Riau – Inmas, Bidang urais dan Binsyar Kantor
Wilayah Kementerian Agama Provinsi Riau mengadakan kegiatan Pembinaan Imam
Mesjid. Kegiatan yang ber-tema-kan menuju terwujudnya imam masjid yang
berkualitas berdasarkan standard tipologi dilaksanakan selama 2 hari dari
tanggal 12 juli – 13 juli 2018 bertempat di hotel Mutiara Merdeka Pekanbaru.
Kepala Kantor Wilayah Kementerian Agama
Provinsi Riau Drs. H. Ahmad Supardi dalam tanggapannya menyampaikan masjid mempunyai
fungsi yang sangat besar , pertama
untuk sholat dan zikir, kedua sebagai
tempat pembinaan dan pemberdayaan umat islam, jadi memiliki fungsi yang sangat
luar biasa. Imam bukan hanya urusan ibadah saja tetapi bagaimana bisa membina
masyarakat.
Sementara itu Direktur Urusan Agama Isalam dan
pembinaan Syari’ah Dr.

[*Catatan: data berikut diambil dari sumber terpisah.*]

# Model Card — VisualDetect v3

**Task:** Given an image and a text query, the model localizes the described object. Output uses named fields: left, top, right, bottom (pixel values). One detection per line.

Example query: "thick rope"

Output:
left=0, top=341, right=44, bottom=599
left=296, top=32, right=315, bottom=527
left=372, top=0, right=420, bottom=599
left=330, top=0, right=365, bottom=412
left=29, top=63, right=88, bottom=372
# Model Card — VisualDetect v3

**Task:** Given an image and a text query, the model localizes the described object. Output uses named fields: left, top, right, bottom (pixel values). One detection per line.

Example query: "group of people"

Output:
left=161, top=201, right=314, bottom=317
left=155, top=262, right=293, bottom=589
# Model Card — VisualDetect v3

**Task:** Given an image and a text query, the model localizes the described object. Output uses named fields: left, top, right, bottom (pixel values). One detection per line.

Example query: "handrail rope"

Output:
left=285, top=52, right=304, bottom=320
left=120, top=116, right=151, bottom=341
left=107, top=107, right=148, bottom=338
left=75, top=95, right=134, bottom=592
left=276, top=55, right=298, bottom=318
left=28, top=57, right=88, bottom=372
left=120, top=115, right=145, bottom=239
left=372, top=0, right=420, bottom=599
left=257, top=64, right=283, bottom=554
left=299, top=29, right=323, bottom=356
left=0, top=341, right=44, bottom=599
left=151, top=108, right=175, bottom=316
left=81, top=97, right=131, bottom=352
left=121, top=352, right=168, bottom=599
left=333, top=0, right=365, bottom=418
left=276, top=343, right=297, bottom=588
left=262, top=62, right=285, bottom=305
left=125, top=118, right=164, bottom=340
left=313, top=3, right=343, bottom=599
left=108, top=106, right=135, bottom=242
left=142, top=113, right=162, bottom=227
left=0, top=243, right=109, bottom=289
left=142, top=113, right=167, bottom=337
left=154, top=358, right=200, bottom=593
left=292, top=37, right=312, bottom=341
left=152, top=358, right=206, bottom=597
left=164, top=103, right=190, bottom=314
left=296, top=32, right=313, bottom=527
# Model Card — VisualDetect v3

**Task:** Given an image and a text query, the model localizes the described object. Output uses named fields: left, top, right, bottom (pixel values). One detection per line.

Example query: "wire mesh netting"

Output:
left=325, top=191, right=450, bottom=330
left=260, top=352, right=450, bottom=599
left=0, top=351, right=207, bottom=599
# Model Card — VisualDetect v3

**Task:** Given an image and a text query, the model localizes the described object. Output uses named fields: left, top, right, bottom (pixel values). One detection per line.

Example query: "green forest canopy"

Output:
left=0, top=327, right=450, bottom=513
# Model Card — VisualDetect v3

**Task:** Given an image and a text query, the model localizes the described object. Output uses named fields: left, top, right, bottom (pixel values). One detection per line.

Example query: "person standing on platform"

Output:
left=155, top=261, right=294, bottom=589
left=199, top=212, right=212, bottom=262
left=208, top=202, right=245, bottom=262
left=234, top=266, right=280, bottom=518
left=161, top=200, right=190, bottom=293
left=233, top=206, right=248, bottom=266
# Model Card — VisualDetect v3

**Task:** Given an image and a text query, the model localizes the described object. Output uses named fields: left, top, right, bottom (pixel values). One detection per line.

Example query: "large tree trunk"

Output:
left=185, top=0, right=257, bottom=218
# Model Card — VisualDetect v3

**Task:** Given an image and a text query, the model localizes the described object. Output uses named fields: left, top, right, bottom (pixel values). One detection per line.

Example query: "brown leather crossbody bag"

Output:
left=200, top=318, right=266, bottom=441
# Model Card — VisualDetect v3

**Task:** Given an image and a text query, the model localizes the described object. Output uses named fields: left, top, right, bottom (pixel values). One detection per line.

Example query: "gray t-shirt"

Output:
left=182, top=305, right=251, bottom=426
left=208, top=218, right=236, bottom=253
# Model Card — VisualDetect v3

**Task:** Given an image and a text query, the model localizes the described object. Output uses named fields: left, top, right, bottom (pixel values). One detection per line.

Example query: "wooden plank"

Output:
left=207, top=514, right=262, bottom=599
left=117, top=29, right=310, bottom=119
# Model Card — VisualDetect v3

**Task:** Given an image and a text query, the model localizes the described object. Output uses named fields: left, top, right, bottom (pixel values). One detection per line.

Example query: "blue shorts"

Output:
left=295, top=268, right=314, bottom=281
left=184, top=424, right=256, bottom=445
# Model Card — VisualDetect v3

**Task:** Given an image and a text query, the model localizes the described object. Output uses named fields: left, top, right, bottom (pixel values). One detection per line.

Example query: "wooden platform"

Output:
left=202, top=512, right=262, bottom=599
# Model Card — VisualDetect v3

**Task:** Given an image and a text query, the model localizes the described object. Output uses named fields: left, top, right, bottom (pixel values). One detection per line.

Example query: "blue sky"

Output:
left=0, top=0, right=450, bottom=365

H. A. Juraidi, MA menyampaikan bahwa Standarisasi Imam
tetap sebuah Mesjid ditetapkan berdasarkan SK Dirjen No. 582 Tahun 2017, dengan
adanya standarisasi ini masjid-mesjid dapat mengangkat imam tetapnya, sehingga
pelayanan terhadap jamaah semakin meningkat, masjid semakin makmur dan ibadah
jamaah semakin khusuk.
Sementara itu kriteria-kriteria imam menurut Direktur
Urusan Agama Islam dan Pembinaan Syari’ah tersebut sesuai dengan tipologi masjid,
masing-masing tipologi memiliki kriteria yang berbeda pada hafalannya, tetapi
memiliki syarat yang sama pada Tartil Dan Takhsin, disamping itu juga imam juga
harus bisa berkhutbah, bisa membina umat dan berwawasan kebangsaan.
Kegiatan ini merupakan isntruksi dari itjen
Bimas Islam yang bertujuan untuk memberikan sosialisasi berkenaan dengan status
masjid wilayah setiap tipologi pada wilayah provinsi. Kegiatan ini diikuti oleh
60 orang peserta yang merupakan utusan kabupaten/kota se Riau. (ana/fat)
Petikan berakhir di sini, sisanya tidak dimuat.